I don't believe so, since Giri bounced back during Tata steel, which would imply that his decline was only temporary-which would mean it's not age.
> I doubt that you have conducted a statistically rigorous de-correlation procedure. So this is anecdotical evidence at best.
Of course! Of course it's not statistically rigorous, but that doesn't mean it's not true or useful.
> 2) Now the more important part.
> It sickens me to see you comparing Ding with GothamChess. On one hand, you have Rozman, a goofball streamer that, after playing seven tournaments in half a year, is now exactly at the playing strength he left at a few years ago. Statistically, there is nothing even remotely peculiar about it. He had some good and some bad tournaments, that's it.
> One the other hand, you have Ding, who has been officially diagnosed with depression, went twice (!!) into mental health clinics, takes heavy medication (which is known to heavily affect your brain functions, e.g. making you sleepy (!)) and has been very open-minded at explaining these aspects in multiple interviews.
>
> As both a Ding fan and also a person that is struggling with (officially diagnosed) depression for years: How -dare- you to downplay such a serious condition?
>
> you wouldn't recommend a person with a broken leg to "change".
I am not the only one who compared Ding to Levy, Levy himself did so. They both have psychological struggles causing them to play poorly while having that strength "down there", but of course Ding was in a more serious state. I did not intend to disrespect anyone with such a condition, and I hope you are able to treat it as well as possible.
> 3) you are right with one thing: If you are in a poor mental state, you need to get help. The tools that you need to generate inspiration, motivation and action are exactly the tools that are missing when the struggle gets serious.
I agree
"I don't believe so, since Giri bounced back during Tata steel, which would imply that his decline was only temporary-which would mean it's not age."

Incorrect. You have to decouple the systematic trend from the statistical noise in order to infer rigorous statements.
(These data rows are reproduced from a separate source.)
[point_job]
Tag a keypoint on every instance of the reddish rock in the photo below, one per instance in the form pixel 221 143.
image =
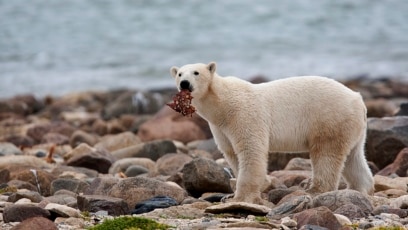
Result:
pixel 36 223
pixel 321 216
pixel 385 139
pixel 167 124
pixel 399 166
pixel 20 212
pixel 172 163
The elo system itself is based on standard statistical assumptions, namely that there are more than enough high-frequency components in the playing strength distribution, leading to natural variations. In the elo curve, you can also simply separate this by applying a low-pass filter.

"I am not the only one who compared Ding to Levy, Levy himself did so. "
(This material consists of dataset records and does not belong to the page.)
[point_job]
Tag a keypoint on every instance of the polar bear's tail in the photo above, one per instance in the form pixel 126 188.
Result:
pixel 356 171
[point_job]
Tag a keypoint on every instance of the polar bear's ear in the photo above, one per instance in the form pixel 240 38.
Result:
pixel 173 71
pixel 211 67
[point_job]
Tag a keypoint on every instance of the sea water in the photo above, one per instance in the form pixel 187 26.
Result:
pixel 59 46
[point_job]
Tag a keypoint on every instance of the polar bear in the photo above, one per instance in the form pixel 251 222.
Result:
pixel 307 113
This does not shield you from criticism. My above post applies to Rozman himself, too. As I do not consume his content, I do not care too much about it. But I do here, as I think that LiChess is a high-quality platform, and written statements typically can be held to a higher intellectual standard than clickbaity youtube content.
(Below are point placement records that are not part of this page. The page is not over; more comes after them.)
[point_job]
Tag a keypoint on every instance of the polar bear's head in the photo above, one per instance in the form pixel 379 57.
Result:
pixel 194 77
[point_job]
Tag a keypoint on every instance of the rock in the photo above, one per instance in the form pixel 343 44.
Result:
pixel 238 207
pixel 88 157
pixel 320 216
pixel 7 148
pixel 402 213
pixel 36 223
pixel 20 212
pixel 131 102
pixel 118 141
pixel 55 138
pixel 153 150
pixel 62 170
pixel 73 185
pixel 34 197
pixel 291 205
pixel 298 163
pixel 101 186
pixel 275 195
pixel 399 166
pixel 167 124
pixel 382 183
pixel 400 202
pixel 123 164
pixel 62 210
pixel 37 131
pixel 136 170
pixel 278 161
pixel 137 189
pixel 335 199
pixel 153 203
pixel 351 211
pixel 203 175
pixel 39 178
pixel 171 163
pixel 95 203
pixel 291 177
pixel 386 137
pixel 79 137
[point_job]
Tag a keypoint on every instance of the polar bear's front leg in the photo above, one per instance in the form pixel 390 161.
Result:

I just think it is highly inappropriate to compare both. There is literally no evidence that Rozman has more strength "down there", and his tournaments results (if considered as a total) do not suggest otherwise.

I have a guy in my chess team in his twenties.
In February 2024, his elo was 2290.
In June, it was 2360.
In November, 2260.
Now, it is 2295 again.

Did he became a super-strong-player during summer, a super-weak-one in autumn ?
No. It is simple statistics, but for a player that obviously has larger statistical variance than others have.

It is the oldest trick in the book that we attribute every rating gain as proof of our "superior understanding", of having the "strength down there" etc, whereas every rating loss is attributed to some little sickness, some mental block etc. etc;

I do know how mental problems affect the playing style. I know what went through my head during games when I was healthy, and I do know what went through my head in the last years. With Ding, it is similar. With Rozman, not so much.
@Geck0
You are correct, reasoning about Giri and others comparing Levy and Ding is not logical. This is simply my opinion. While I would argue that Levy is stronger than his rating, I understand that you think differently. I understand that mental problems can affect playing chess differently, and hope that all who have that can defeat it.